Here's Why You Should Retain DuPont Stock in Your Portfolio - January 10, 2025

Here’s Why You Should Retain DuPont Stock in Your Portfolio – January 10, 2025

DuPont de Nemours, Inc. (DD Free Report) benefits from its innovation-driven investment, productivity actions and the acquisitions of the Spectrum Plastics Group and Donatelle Plastics amid headwinds from weaker demand in specific businesses.

DD’s shares are down 2.3% in a year compared with the Zacks Chemicals Diversified industry’s 12.3% decline.

Image Source: Zacks Investment Research

Let’s find out why DD stock is worth retaining at the moment.

DuPont Gains on Productivity, Innovation & Acquisition

DuPont remains focused on driving growth through innovation and new product development. Its innovation-driven investment is focused on several high-growth areas. DD remains committed to driving returns from its R&D investment.

The company, in August 2023, completed the buyout of a leading manufacturer of specialty medical devices and components, Spectrum Plastics Group, from AEA Investors for $1.75 billion. The acquisition strengthened DuPont’s existing position in stable and fast-growing healthcare end markets. It is also in sync with its focus on high-growth, customer-driven innovation for the healthcare market.

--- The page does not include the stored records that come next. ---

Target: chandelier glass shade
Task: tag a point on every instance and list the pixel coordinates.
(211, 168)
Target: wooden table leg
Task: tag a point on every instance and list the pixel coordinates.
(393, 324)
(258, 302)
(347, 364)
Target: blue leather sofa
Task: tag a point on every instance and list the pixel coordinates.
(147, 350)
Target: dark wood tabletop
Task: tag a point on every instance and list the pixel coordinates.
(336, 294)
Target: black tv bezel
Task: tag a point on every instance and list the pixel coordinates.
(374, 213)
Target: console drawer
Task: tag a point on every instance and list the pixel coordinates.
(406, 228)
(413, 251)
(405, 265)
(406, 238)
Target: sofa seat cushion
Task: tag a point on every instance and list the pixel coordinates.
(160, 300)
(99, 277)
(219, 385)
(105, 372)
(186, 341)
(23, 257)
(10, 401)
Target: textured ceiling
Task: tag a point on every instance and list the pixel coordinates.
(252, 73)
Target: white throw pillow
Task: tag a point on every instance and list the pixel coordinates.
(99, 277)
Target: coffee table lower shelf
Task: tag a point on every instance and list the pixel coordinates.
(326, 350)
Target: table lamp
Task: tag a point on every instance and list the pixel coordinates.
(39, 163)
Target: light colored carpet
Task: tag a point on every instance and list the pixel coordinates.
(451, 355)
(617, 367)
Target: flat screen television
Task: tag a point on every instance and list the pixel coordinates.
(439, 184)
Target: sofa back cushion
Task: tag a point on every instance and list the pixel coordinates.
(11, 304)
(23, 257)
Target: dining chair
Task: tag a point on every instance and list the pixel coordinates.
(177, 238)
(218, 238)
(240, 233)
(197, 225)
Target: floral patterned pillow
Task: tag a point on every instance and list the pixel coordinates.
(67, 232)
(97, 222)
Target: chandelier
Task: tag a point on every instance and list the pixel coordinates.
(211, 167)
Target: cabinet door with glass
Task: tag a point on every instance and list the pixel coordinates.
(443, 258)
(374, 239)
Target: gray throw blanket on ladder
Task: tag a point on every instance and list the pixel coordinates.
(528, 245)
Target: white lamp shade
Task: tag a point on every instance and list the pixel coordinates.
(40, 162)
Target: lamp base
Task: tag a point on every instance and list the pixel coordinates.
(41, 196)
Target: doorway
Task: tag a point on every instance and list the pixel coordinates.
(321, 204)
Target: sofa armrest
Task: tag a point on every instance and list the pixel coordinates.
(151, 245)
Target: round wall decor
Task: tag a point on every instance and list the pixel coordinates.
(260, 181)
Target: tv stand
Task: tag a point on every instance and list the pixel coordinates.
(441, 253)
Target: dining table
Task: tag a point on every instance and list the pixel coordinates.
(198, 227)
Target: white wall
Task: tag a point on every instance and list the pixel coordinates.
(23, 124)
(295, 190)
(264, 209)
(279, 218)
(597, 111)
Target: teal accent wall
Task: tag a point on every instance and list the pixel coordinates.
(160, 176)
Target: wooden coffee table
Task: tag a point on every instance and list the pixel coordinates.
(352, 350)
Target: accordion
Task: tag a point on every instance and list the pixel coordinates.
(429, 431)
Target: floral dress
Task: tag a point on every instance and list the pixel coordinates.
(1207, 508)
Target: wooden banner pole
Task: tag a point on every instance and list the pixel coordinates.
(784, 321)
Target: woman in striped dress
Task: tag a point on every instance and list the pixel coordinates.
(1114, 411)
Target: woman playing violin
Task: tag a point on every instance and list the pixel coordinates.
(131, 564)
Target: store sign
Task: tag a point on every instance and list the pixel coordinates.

The buyout of Donatelle Plastics also enhances DD’s exposure in healthcare, expanding its expertise in the medical device market segments. The acquisition introduces complementary advanced technologies and capabilities, such as medical device injection molding, liquid silicone rubber processing, precision machining, device assembly and tool building.

DuPont is also benefiting from cost synergy savings and productivity improvement actions. The benefits of its structural cost actions are expected to be realized in 2024. DD also continues to implement strategic price increases in the wake of cost inflation. These actions are likely to support its results. DuPont is also executing additional restructuring actions and expects annualized cost savings of $150 million from these measures.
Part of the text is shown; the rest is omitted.